Pierce broke into sudden laughter and leaped on his horse. “Oh well, I reckon you won’t starve at Malvern,” he said. “And if you want, I’ll give you food and clothes instead of wages.”
“Thank you—thank you, marster!” Jake bellowed after him.
That was the trouble, Pierce thought. You fought a war for people, you all but died, or you rotted in a prison, the way Tom had rotted nearly to death, and you come home and the people don’t know what it’s all about, or why you fought and rotted. They want everything just the way it was before.
In the brilliant morning sunshine, cantering across his own lands, his face grew grim. “I’m going to live for myself from now on,” he muttered.
He looked across the lands of Malvern, his land. Two hundred years ago his great-grandfather had come from England, a landless young son, and had bought this valley set high in the mountains of the Alleghenies. He had cut the forests and ploughed the earth, he had built the foundations and the heart of the big house. The soil was rich, and the encircling fields were still fringed with virgin forest, great oaks and beeches and maples.
“I will restore my soul,” Pierce said to himself.
He turned his mare’s head away from the line of cabins to the north of the road. He did not want to see his own black folk, not even to hear their greetings.

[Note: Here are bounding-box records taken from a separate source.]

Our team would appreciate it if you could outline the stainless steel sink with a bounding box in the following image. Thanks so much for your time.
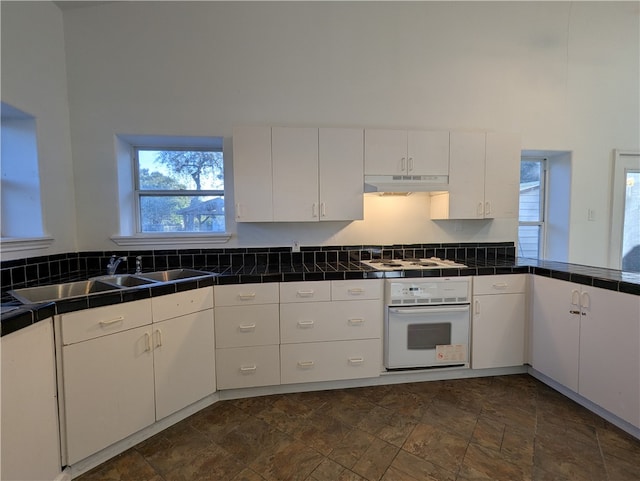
[136,269,214,282]
[94,274,156,287]
[9,279,120,304]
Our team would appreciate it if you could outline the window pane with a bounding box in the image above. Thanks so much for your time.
[137,150,224,190]
[518,225,540,259]
[140,195,225,232]
[622,172,640,272]
[520,161,543,222]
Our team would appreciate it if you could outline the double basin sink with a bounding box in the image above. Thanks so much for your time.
[9,269,214,304]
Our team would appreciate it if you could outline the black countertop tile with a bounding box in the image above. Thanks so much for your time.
[0,256,640,336]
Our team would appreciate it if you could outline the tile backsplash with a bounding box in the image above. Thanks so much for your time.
[0,242,516,293]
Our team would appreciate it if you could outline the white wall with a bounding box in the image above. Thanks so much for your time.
[15,2,640,265]
[0,2,76,260]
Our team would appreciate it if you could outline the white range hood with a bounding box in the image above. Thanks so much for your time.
[364,175,449,193]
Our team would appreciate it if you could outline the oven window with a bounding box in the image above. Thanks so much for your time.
[407,322,451,350]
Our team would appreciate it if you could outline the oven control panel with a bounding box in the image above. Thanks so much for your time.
[385,277,471,306]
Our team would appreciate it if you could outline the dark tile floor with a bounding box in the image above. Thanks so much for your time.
[78,375,640,481]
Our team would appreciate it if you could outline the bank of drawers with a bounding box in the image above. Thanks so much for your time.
[215,283,280,389]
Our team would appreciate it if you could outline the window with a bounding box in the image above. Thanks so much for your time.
[518,157,546,259]
[134,147,225,234]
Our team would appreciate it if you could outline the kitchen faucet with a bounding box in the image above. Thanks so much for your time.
[107,254,127,276]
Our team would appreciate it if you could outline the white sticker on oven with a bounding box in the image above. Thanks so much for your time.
[436,344,467,362]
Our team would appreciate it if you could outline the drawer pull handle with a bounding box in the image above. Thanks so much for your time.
[98,316,124,327]
[347,287,364,296]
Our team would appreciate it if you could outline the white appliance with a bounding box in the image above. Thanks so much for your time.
[360,257,467,271]
[384,277,471,370]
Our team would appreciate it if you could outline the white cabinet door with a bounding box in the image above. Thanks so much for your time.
[233,126,273,222]
[62,326,155,464]
[484,132,520,219]
[578,287,640,427]
[364,129,407,175]
[407,130,449,176]
[471,293,526,369]
[271,127,320,222]
[318,128,364,221]
[0,319,61,480]
[152,309,216,420]
[532,276,580,392]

He was tired of them because he had fought to keep them. Hell, he had lost and they were free. He still believed that it was the wrong way to free them. That was what he would have liked to have told that tall gaunt man in the White House, had he not been killed. All during the war he wanted to go and tell Abe Lincoln, “Man, I don’t want slaves! I’ll be as glad as you could be to have everyone of them free and wage earning. But it’s got to be done slowly, the way our family has been doing it, freeing the men when they get to be thirty-five, freeing the women when they marry. Then they’re fit for freedom. The Delaneys have been freeing their slaves for fifty years.”
Well, almost freeing them! They had their papers, even if they didn’t get real wages. They were like Jake, still wanting their food and clothes and cabins. It scared them if they had only cold money in their palms. They couldn’t imagine money turning into food and clothes and cabins.

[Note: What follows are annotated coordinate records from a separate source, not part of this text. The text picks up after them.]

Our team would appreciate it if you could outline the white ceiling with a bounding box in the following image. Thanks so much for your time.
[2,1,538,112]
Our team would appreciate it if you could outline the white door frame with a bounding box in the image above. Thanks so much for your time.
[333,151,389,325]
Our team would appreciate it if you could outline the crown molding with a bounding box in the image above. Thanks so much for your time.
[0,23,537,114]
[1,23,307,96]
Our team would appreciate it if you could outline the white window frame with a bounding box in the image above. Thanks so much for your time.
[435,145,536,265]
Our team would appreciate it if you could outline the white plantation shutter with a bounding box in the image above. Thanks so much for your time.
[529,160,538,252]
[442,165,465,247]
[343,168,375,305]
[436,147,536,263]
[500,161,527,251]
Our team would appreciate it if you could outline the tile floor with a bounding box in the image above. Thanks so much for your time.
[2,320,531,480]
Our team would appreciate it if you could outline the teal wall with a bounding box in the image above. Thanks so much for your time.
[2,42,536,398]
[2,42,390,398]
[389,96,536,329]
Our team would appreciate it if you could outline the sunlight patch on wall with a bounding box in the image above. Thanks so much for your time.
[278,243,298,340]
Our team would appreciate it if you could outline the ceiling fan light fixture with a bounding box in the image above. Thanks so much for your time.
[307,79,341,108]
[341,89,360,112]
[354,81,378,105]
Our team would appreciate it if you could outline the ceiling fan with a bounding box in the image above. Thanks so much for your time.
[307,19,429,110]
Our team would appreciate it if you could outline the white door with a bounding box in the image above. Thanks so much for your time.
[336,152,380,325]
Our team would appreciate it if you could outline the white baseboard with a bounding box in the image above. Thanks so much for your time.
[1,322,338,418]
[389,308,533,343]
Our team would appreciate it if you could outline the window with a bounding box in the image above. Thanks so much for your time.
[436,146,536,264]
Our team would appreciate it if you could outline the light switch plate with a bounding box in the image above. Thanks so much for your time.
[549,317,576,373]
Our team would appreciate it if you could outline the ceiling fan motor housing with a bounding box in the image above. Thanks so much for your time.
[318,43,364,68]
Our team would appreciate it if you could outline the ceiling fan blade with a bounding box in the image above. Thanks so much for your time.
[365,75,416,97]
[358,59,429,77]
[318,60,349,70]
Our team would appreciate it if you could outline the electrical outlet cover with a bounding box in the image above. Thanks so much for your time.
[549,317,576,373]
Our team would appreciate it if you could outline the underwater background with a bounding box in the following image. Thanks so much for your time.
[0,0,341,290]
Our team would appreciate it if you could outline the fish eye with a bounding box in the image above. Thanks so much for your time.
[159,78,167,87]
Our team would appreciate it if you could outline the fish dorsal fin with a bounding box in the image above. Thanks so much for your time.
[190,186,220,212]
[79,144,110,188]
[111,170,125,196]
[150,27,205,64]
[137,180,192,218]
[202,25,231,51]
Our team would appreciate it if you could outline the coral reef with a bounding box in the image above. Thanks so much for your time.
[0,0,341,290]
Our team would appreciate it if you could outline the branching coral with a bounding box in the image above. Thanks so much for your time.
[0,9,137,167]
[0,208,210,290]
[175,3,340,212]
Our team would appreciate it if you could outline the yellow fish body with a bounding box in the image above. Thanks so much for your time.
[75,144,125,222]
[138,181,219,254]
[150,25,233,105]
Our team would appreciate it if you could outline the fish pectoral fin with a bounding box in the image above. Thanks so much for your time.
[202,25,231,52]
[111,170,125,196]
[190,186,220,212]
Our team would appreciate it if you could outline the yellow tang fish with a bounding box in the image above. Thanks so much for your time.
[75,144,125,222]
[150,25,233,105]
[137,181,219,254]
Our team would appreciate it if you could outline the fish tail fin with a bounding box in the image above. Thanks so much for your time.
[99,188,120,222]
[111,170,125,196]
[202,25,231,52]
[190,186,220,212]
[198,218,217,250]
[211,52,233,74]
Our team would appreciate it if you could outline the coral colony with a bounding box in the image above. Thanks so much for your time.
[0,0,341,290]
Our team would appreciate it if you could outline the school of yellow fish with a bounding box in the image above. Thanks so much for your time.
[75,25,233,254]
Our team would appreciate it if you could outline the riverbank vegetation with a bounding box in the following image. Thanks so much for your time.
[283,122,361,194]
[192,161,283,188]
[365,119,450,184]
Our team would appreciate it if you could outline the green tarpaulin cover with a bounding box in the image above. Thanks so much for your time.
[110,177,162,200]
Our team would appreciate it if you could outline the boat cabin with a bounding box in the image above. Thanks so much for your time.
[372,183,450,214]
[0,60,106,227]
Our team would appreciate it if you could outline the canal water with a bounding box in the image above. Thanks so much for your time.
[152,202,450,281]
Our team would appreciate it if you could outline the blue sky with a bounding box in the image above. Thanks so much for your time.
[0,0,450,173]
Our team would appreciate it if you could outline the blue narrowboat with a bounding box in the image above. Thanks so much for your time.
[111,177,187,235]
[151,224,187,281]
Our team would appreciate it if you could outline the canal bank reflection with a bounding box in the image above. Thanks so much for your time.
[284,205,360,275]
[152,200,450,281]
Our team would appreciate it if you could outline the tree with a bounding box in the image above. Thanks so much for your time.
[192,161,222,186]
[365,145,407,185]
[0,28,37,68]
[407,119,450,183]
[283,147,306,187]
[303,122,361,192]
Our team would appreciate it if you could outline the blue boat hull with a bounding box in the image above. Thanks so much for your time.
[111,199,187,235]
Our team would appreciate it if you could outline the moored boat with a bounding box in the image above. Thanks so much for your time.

His horse picked her way delicately about something in the road and he looked down and saw a yellow backed turtle slowly making its way across the dusty stretch. It went on, regardless of the peril it had so narrowly escaped. He laughed at its earnest persistence. It was the comforting and delightful thing about land and forest, and beast and bird—they went on, oblivious of wars.
“I’m going to be like that,” he thought. He lifted his head, gave his mare rein and she broke into a gallop. He brought her home an hour later in a froth, and leaped up the steps to have breakfast with Lucinda and the little boys. They were already at the table, when he had washed and dropped into his seat. He had not changed his riding things. After breakfast he wanted to go out again, this time on business. But he must see Tom first.
“Hello, you two,” he said to his boys. He reached out his hands and rumpled both blonde heads. “See how pretty your mama is?” They turned at the question and stared at her.
“Are you pretty, Mama?” Martin asked, surprised.
“How pretty, Papa?” Carey asked.
Lucinda bore the scrutiny of three pairs of male eyes with lovely calm. She smiled at Pierce as the one most important.